Fines hit political-marketing companies

Last month it was confirmed that a £140,000 fine has been issued by the ICO to a relevant data brokering company for violating the DPA 2018 provisions. This fine came as a direct result from the ICO investigation.

The company was found to have illegally gathered and commoditised the personal data of over one million people (1,065,200 records) in the United Kingdom. This personal information was sold to a marketing company engaged by a major political party in the run-up to the 2017 General Election. The marketing company compiled this data into a database enabling their client party to target direct mail to mothers living in marginal seats about their plans to save children centres. The data brokerage company used to offer free gift packs and vouchers in exchange for mothers registering personal details such as pregnancy information or number of children. Each record contained the following information:

  • Name of the parent
  • Home address of the parent
  • If any children aged five or under were present at the address
  • The dates of birth of both the mother and children

The ICO found that the data brokerage company did not have sufficient disclosure in their privacy policy to inform individuals that their information would be sold on and used for political purposes.

They currently dispute these findings of the report.

Personal data use for influencing political campaigns

Lessons learnt from this

Although this breach of data protection law was related to data brokers involved in the political process, the lessons still apply to other organisations operating in different sectors.

The fine issued should serve as a strong warning to organisations who collect personal data during a registration process. Increased public awareness around this issue following several high-profile incidents has clearly prompted the ICO to start taking more action.

The first step is to ensure front-facing privacy notices are written in a way that fully informs the data subject about what happens to their personal data once they submit it. The tenants of lawfulness, transparency and fairness should be adhered to at all times.

Your privacy policy should include information about:

  • Who the data controller is
  • Which lawful basis for processing is being used for that processing activity (consent, legitimate interest etc.
  • What categories of data are being collected
  • If the data is being shared with third-parties, with whom it is shared
  • How long the data will be retained for
  • How the data subject can exercise their rights over the data they have supplied

This should all be provided in plain writing, which is easily understandable by the general public. The use of legal jargon and overly complex technical terms to confuse and distract data subjects as to what is actually happening with their data will not be tolerated by the ICO.

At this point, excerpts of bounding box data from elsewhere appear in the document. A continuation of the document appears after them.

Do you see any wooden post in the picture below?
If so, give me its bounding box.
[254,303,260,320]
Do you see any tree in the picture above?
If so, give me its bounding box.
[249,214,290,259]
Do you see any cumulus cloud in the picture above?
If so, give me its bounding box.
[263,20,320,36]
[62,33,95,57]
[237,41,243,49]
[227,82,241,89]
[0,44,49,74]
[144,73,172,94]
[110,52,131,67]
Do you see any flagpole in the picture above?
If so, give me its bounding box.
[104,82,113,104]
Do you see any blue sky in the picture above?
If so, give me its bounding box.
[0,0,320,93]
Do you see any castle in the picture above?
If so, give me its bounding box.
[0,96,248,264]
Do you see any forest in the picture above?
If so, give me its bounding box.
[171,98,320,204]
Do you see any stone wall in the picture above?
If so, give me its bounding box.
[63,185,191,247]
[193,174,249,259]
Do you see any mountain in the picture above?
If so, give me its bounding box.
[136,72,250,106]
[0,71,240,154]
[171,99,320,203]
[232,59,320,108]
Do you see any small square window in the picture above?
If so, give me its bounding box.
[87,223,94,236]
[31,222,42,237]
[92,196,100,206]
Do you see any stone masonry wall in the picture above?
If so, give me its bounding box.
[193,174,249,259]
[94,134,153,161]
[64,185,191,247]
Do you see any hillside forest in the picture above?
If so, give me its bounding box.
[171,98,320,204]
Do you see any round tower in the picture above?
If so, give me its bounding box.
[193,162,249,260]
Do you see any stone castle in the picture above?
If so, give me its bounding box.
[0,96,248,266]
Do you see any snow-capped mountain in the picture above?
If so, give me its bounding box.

Secondly, an organisation’s data protection policy should attest commitment to the fundamental principles of data protection. Unlike the privacy notice, the data protection policy is for internal use, clearly setting out the rights and obligations of the parties involved in the data processing process for employees handling the data. This document should serve as the “ten commandments of data protection.” (although not necessarily limited to 10 clauses).

A data protection policy should address:

  • The scope of the policy
  • To whom the policy applies to
  • Which types of data does the policy apply to
  • Information security standards
  • Retention and destruction schedules
  • How to escalate an issue involving data protection

With the GDPR now fully applicable as of 25th May 2018, organisations undertaking questionable practices involving data subject’s personal data will now be met with more punitive measures. The harsher penalties (up to 4% of global annual turnover or €20m, whichever is higher) will act as a strong deterrent to organisations with poor data protection practices and give some assurance to data-subjects. Taking these first steps in a compliance project can serve as a platform for the compliance project as a whole.

At a time where public distrust of data collection practices is high, those who take a proactive approach to the fundamental rights and freedoms of data subjects and data protection as a whole are in pole position to win the trust and confidence of data subjects.